Before the dam was proposed, people farmed the same land their families had inhabited for generations. They owned the land, but it was a hard life and the dirt was poor. Erosion ravaged the landscape, washing away tons of fertile soil. Floods were also a perpetual threat. Only two percent of rural residents had electricity.
“We were poor, but we didn’t know it,” Walter Wallace said. “Everybody else was, too.”
President Franklin Roosevelt created the Tennessee Valley Authority in 1933. It was to be an independent corporation “clothed with the power of government but possessed of the flexibility and initiative of a private enterprise.”
Their goal was to make life better for the people of the Tennessee Valley. Norris Dam was their flagship project – the first in a series of dams that would harness the wild rivers, controlling floods and providing cheap electric power.
“It’s the first tangible symbol of what TVA was going to do for this region,” TVA historian Pat Ezzell said. “Norris is a microcosm, really, of all that was yet to come.”
“Well, I don’t believe I ever heard the word electricity until TVA showed up,” Carlock Stooksbury said.
Stooksbury and Wallace are both featured in “For the Greater Good: Norris Dam at 80,” an hour long special produced by WBIR, in collaboration with “The Heartland Series,” founder Steve Dean.
Constructing Norris took years, with thousands of men laboring for long hours. TVA was just as busy upstream – moving thousands of families of land that would covered by the rising lake.
Perhaps unsurprisingly, some of these rugged mountaineers did not take kindly to being told to leave their land. Still, the majority went willingly, understanding that their sacrifice would change the lives on hundreds of thousands of people for the better.
But they always remembered those homesteads.
“They were always homesick,” Beverly Stooksbury Lighter, whose family was moved before she was born, said. “They just never got over it.”

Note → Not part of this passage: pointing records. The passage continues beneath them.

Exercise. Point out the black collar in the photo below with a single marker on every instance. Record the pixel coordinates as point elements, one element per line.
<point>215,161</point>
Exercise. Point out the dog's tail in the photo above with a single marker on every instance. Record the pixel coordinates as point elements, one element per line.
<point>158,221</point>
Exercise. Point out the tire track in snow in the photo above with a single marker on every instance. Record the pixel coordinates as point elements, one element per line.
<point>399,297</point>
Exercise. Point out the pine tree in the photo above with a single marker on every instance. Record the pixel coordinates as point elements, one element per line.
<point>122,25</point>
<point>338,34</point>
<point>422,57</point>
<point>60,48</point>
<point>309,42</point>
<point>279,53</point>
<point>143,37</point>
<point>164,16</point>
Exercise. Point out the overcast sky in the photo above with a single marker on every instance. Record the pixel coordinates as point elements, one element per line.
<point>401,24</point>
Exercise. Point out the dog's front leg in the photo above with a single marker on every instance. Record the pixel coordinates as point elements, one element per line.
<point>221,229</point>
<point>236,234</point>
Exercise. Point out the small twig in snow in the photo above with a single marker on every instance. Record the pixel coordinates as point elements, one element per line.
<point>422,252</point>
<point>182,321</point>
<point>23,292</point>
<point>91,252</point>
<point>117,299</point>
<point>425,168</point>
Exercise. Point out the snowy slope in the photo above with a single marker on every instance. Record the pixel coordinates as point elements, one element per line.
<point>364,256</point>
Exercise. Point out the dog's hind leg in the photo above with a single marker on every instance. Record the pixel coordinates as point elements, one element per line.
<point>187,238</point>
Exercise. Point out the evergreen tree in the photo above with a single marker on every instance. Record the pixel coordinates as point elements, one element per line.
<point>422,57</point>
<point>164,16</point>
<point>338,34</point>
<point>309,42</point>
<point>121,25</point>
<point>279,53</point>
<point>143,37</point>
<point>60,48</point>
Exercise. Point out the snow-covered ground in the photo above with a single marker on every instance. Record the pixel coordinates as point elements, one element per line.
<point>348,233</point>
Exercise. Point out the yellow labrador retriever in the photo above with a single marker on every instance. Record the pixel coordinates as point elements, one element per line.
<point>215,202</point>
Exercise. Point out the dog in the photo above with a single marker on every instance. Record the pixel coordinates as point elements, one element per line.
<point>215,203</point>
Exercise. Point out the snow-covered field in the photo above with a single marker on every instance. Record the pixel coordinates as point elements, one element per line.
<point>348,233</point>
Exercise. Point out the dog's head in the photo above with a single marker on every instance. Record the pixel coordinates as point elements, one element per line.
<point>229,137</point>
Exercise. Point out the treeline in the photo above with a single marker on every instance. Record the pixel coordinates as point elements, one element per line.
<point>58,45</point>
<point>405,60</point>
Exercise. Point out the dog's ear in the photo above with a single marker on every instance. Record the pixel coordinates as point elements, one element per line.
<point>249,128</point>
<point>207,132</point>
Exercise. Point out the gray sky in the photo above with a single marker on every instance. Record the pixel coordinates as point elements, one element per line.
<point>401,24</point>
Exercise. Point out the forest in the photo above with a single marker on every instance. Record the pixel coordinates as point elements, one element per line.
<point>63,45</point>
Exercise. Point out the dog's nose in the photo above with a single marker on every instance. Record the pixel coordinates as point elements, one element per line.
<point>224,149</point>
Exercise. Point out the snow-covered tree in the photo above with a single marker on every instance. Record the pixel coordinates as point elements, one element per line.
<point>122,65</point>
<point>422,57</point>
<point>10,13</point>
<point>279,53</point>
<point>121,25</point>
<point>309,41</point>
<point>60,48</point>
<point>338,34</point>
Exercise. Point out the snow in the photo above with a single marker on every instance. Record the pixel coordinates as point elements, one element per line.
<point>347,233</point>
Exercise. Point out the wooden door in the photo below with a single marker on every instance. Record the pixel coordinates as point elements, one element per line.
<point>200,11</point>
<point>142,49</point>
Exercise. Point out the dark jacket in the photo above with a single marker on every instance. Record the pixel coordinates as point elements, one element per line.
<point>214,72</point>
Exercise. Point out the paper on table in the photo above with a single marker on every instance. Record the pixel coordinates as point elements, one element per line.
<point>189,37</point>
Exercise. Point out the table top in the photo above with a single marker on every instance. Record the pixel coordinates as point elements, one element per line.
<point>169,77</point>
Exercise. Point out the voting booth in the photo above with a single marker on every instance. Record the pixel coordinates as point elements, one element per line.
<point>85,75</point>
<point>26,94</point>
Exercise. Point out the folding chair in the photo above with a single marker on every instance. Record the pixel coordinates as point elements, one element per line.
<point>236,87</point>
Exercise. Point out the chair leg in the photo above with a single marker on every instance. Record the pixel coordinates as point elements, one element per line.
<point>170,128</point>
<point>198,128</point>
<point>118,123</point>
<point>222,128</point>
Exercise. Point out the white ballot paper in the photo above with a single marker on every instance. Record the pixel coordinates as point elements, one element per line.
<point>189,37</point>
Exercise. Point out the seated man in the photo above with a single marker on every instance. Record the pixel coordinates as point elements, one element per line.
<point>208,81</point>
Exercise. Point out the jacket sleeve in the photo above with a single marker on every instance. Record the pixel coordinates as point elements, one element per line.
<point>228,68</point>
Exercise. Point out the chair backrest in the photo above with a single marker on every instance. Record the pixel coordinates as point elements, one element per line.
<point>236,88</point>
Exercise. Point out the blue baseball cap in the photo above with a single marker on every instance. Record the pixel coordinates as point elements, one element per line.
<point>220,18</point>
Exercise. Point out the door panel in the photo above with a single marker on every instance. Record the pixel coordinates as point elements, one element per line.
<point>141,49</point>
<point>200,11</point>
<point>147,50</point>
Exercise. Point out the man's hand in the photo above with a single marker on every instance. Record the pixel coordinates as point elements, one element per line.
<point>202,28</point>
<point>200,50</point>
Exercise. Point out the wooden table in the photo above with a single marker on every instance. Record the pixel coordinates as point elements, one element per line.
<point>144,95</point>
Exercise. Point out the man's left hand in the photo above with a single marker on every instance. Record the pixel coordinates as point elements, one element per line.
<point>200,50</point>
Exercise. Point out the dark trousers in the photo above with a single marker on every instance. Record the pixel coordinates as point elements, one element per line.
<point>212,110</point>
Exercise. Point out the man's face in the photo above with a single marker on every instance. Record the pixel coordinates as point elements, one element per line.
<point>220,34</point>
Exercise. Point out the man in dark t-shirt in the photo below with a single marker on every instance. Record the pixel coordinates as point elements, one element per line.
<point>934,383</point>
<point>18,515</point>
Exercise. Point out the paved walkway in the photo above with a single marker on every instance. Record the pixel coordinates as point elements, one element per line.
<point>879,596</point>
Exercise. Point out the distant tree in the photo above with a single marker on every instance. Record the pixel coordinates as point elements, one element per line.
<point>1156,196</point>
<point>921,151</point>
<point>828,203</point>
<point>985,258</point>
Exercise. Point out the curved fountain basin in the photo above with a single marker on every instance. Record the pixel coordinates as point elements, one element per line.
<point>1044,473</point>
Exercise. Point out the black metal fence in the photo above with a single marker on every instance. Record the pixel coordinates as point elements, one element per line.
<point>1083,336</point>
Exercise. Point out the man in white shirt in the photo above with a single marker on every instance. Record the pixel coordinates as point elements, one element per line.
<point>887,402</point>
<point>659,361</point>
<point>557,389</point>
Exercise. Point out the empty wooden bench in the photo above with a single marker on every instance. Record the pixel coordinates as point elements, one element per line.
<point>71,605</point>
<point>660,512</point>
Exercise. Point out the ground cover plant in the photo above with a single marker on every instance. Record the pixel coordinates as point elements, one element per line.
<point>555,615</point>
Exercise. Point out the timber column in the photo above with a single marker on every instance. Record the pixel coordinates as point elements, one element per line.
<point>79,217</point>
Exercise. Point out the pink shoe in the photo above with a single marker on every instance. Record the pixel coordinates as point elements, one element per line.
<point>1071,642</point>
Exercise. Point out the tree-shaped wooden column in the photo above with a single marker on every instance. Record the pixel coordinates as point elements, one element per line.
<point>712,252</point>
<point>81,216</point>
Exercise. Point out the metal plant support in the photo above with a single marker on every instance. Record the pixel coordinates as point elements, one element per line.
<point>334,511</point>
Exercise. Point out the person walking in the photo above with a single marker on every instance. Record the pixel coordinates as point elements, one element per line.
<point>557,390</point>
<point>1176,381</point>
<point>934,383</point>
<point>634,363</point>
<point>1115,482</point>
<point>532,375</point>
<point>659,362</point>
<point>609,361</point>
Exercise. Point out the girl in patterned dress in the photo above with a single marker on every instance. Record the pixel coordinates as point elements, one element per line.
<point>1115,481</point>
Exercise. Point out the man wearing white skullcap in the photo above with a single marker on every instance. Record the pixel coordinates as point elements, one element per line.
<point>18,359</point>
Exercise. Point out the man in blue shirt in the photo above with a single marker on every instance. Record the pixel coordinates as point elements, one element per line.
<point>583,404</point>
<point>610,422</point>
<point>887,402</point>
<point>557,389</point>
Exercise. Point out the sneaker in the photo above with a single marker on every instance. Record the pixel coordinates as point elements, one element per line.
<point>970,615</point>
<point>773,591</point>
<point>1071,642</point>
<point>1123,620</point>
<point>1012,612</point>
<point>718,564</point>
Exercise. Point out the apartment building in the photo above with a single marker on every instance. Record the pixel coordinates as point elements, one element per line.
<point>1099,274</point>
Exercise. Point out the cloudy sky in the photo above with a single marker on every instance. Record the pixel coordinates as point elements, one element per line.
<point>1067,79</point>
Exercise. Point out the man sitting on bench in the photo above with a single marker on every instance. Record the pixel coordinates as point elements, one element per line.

Still - many of those folks remember the feeling of wonder when electricity was brought into their homes.
“I just remember we used to have to study and do our lessons at night under kerosene, we called them coal-oil lamps,” Carl Stiner said. “ And when they finally got the line in, I came in that night -- and boy – there was just one light bulb hanging down on a socket. And it was the brightest thing I’d seen in a long time.”
Norris, and the process of building it, solidified the mission of the fledgling TVA. It also changed the lives of an untold number of East Tennesseans.